Using arviz is another solutions here, but I had trouble figuring out the dimensions for the data structures, and how to keep chains separate. So the easiest solution might just to add a few lines to the documentation of the arviz package (so I’ll also tag @RavinKumar )

I think a helper function to deal with label switching would indeed be helpful. Something like:

trace_new = pm.synclatent(trace_old, varnames=[...], mapping={0:1,...})

where mapping kwarg is optional.

The challenge is then to find this mapping automatically. Maybe something like a kmean clustering to cluster everything together and use the label from the kmean?

I think that might be overkill. Here was my solution, and I think it’s pretty generalizeable:

z0 = np.percentile(trace.get_values('z',chains=[0]),50,axis=0)
z1 = np.percentile(trace.get_values('z',chains=[1]),50,axis=0)
z= pd.DataFrame( {'z00':z0[:,0],
                  'z01':z0[:,1],
                  'z02':z0[:,2],
                  'z10':z1[:,0],
                  'z11':z1[:,1],
                  'z12':z1[:,2],})
z.corr()

Here’s the output:

Here, it was very clear that dimension 0 should be switched with dimension 1 in the second trace because the two dimensions were correlated with one another at their median. If we just set a threshold for correlation, maybe check for consistency across a handful of percentiles, then use that to remap. If it fails, then just say that there was no obvious remapping, and asks the user to supply one. If none match, then that’s also a sign that it didn’t converge.

I see, yeah that looks like a pretty good solution, but it doesnt quite work with

1. mode switching within chain
2. multivariate RVs

right?

It works with 2 if you’re referring to what I think you’re referring to. The above example is multivariate. z is 500x3. If you mean adding another dimension, then I think it would still work. You would correlate within each dimension and then aggregate over the correlation coefficients in some way? Maybe they’d all have to be correlated in order to be able to swap the variables?

Didn’t think about mid-chain. That’s definitely a harder problem, because you have to decide where to cut and I imagine there’d be a fuzzy boundary as the sampler wonders between.

If they’re jumping within the chain, though, then that’s a bigger problem, because you would never really be able to tell whether two dimensions were distinct, or whether they were both the average of some other two latent variables that the sampler was stuck between.

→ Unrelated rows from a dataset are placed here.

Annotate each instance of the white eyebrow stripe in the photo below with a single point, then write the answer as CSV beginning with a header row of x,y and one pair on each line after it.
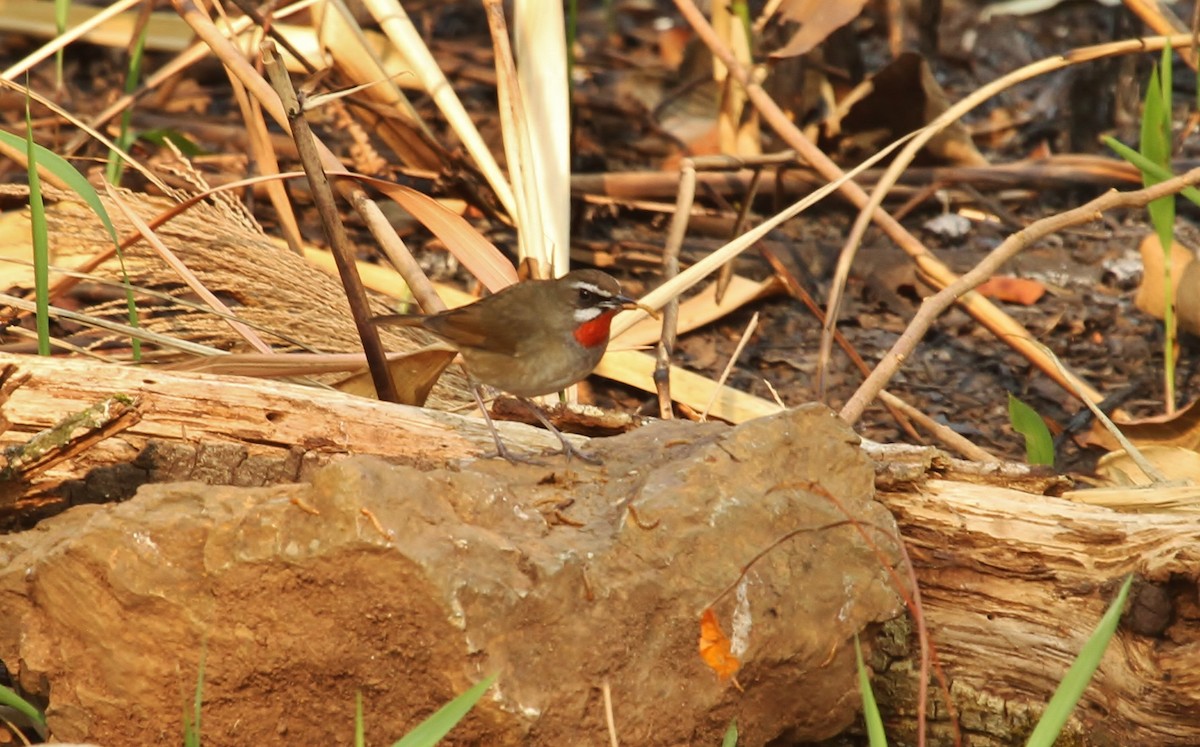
x,y
587,286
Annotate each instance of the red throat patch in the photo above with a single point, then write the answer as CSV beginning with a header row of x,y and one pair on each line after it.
x,y
594,333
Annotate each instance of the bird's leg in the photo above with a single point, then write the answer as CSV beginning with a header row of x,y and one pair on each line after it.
x,y
501,449
569,448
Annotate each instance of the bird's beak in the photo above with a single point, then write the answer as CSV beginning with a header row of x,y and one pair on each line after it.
x,y
631,303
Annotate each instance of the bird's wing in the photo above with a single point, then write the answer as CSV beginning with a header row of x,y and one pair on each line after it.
x,y
461,327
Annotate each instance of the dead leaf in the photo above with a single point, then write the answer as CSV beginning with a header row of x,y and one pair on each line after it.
x,y
1185,278
1175,462
714,646
1181,429
413,375
817,19
1013,290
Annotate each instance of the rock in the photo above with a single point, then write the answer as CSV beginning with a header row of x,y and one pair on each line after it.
x,y
297,599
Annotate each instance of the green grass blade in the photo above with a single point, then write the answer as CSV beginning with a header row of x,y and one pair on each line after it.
x,y
1038,441
875,735
192,721
78,184
61,168
432,729
1156,145
41,240
125,133
1073,685
731,735
1146,166
11,699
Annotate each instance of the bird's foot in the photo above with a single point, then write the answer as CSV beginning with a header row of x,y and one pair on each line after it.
x,y
511,456
570,449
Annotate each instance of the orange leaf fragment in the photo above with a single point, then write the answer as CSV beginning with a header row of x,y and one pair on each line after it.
x,y
714,646
1013,290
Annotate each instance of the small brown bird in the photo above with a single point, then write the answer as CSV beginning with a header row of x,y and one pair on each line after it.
x,y
533,338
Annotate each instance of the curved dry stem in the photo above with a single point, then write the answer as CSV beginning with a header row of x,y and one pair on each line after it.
x,y
963,287
927,263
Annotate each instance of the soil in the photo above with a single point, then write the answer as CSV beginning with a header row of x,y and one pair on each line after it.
x,y
960,374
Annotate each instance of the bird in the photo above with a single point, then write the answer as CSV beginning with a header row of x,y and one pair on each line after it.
x,y
531,339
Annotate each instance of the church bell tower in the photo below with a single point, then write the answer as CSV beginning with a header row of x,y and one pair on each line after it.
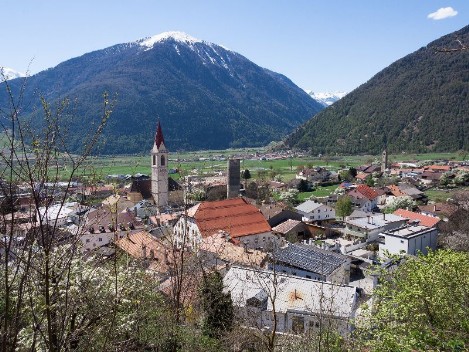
x,y
159,170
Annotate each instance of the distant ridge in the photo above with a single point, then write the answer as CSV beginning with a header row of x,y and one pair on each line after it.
x,y
206,96
420,103
326,98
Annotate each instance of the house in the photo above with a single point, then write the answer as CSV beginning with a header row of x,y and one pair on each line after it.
x,y
369,169
412,191
312,263
409,240
242,222
364,197
277,213
417,218
216,251
109,221
430,177
368,228
439,210
291,230
143,246
144,209
60,214
314,175
313,211
297,304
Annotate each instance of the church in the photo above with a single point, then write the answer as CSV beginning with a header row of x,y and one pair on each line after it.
x,y
156,188
159,170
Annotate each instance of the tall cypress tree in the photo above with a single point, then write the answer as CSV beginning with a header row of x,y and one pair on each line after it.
x,y
217,306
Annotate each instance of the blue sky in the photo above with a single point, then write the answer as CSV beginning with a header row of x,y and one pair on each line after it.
x,y
323,45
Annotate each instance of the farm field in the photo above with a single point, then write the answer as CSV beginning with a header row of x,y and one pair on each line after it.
x,y
206,162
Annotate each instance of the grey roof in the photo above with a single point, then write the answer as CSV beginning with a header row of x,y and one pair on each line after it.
x,y
310,258
308,206
293,293
286,226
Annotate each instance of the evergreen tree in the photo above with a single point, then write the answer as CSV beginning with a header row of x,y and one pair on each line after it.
x,y
217,306
343,207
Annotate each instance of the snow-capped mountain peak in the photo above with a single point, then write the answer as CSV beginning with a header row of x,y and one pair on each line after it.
x,y
177,36
326,98
9,73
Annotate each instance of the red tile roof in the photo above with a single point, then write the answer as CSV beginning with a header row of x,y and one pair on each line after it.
x,y
139,243
424,220
396,191
234,216
159,139
367,191
439,167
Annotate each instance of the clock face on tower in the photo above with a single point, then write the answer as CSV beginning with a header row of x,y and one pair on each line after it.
x,y
159,175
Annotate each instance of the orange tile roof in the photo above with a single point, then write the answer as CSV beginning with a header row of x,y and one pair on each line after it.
x,y
396,191
367,191
137,243
439,167
424,220
234,216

Could you two distinguish the following two cases: 1) two very different latent dimensions jump back and forth frequently and 2) two latent dimensions have similar means and higher variance.

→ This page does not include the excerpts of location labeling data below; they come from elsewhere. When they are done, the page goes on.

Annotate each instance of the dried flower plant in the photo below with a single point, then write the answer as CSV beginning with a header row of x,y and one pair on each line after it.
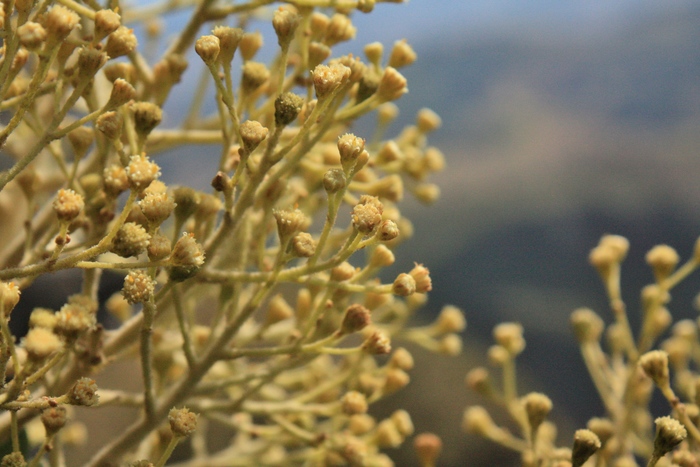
x,y
248,306
624,376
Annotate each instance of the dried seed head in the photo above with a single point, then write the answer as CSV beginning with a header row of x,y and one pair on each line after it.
x,y
396,379
40,343
147,116
603,428
303,245
84,392
339,29
106,22
123,70
208,48
318,53
366,217
110,124
353,403
68,205
42,318
356,318
122,92
9,296
182,421
285,23
537,407
334,180
287,108
229,38
31,35
328,79
510,337
350,147
377,344
54,418
249,45
451,319
157,207
289,223
131,240
663,259
138,287
422,277
73,320
158,247
428,448
59,22
586,443
121,42
587,325
141,172
404,285
252,134
187,258
655,366
402,54
255,75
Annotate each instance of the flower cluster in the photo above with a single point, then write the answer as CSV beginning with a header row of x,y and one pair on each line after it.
x,y
256,304
625,369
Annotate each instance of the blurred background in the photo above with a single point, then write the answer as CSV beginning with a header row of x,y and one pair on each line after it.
x,y
562,121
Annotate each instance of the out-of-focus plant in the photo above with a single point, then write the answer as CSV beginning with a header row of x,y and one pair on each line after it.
x,y
255,305
624,374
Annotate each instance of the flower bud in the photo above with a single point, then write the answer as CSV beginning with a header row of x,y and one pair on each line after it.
x,y
586,443
147,116
9,296
59,22
208,48
303,245
249,45
68,205
41,343
106,22
428,447
663,259
182,422
404,285
110,124
655,366
252,134
187,257
254,76
141,172
54,418
328,79
121,42
356,318
353,403
31,35
287,108
84,392
285,23
377,344
229,38
138,287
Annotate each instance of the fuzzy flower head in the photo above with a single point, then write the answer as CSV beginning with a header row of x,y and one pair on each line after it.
x,y
9,296
187,258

Since we’re assuming one mode per variable, this seems very HMM to me. Use a low within-trace switch probability, and a higher cross-trace switch probability, and treat the emission distribution as normal wiht unknown mean and variance.

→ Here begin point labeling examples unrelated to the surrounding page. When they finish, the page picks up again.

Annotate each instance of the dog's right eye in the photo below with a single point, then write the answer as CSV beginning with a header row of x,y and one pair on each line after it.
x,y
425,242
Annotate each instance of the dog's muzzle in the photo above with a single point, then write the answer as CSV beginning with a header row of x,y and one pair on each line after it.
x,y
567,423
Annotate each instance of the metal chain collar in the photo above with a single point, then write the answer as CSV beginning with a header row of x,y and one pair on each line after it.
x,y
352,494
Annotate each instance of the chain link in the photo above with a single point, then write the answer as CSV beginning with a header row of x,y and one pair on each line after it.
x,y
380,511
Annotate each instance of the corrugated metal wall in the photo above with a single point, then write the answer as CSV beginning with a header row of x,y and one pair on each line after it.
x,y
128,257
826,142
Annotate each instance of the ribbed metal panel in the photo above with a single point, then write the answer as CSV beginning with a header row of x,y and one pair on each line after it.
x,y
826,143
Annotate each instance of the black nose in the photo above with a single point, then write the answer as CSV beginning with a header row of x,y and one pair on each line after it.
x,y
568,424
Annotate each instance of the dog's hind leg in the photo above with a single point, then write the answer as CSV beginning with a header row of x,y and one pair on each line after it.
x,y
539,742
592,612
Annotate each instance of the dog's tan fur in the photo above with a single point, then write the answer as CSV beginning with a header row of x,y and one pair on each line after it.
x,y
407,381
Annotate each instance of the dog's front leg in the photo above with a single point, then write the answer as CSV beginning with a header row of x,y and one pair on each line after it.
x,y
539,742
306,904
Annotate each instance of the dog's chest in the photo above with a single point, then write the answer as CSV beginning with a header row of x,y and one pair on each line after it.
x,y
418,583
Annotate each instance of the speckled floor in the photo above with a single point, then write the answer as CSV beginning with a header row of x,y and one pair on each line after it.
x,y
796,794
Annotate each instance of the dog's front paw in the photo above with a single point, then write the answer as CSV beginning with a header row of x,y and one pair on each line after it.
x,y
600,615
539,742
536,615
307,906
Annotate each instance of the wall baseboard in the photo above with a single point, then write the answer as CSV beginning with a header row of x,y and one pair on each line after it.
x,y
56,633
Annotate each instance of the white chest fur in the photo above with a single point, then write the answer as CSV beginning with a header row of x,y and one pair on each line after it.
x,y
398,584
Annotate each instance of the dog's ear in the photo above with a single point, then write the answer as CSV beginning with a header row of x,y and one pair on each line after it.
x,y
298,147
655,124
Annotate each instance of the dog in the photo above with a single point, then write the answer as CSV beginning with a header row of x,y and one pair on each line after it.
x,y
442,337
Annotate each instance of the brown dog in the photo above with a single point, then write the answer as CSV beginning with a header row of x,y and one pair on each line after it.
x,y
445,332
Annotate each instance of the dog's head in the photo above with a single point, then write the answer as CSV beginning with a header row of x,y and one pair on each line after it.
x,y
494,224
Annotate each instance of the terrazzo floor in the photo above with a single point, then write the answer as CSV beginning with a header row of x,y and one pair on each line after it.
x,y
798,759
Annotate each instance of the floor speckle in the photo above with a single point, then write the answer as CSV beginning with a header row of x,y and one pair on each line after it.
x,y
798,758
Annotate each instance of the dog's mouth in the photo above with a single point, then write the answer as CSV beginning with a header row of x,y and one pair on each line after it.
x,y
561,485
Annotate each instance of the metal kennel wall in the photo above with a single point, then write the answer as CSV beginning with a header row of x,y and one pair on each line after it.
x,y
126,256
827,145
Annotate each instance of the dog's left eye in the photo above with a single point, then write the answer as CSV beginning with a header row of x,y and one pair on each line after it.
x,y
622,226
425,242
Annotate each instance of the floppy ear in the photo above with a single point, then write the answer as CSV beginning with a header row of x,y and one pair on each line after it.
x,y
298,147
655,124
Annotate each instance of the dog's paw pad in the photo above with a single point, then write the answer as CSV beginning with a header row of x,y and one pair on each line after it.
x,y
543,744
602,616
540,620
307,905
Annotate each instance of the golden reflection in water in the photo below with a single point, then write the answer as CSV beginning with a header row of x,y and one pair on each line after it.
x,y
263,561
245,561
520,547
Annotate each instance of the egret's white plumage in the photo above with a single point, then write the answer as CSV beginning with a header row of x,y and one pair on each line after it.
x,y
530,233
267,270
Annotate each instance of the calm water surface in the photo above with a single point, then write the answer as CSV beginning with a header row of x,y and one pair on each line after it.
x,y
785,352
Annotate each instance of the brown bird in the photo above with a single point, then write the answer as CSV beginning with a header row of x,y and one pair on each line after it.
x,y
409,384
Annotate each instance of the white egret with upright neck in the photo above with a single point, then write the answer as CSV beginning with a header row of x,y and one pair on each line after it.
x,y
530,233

But (implementing in pymc3 and) using an HMM to solve an identifiability issue seems like total overkill. Is there a way to parametrize your space or loadings so that the posterior is proper?

I’m do not think there is a way to change the parameterization, That said, even if there were for this model, I don’t think there necessarily is for every model with latent variables that has label switching, and I found the problem pop up a handful of times on the Discourse when I was looking for a solution for my own case.

A full HMM may be overkill, but if we can think of a heuristic to sync some proportion automatically, then it might be worth it. Maybe just a warning that the automatic function will only work if there is no within-chain switching. If there is within chain switching it will probably look non-converged so you’d at least know.

But more important is some way to alter the multitrace object to correct by hand. Or to allow the diagnostics to accept arrays, but that would probably require more changes.

Another place something similar is coming up, for which it would be nice to have some way to edit the traces or feed an array into the diagnostics:

If you have to stop a trace prematurely, then each chain will be of different length, and the summary function won’t work.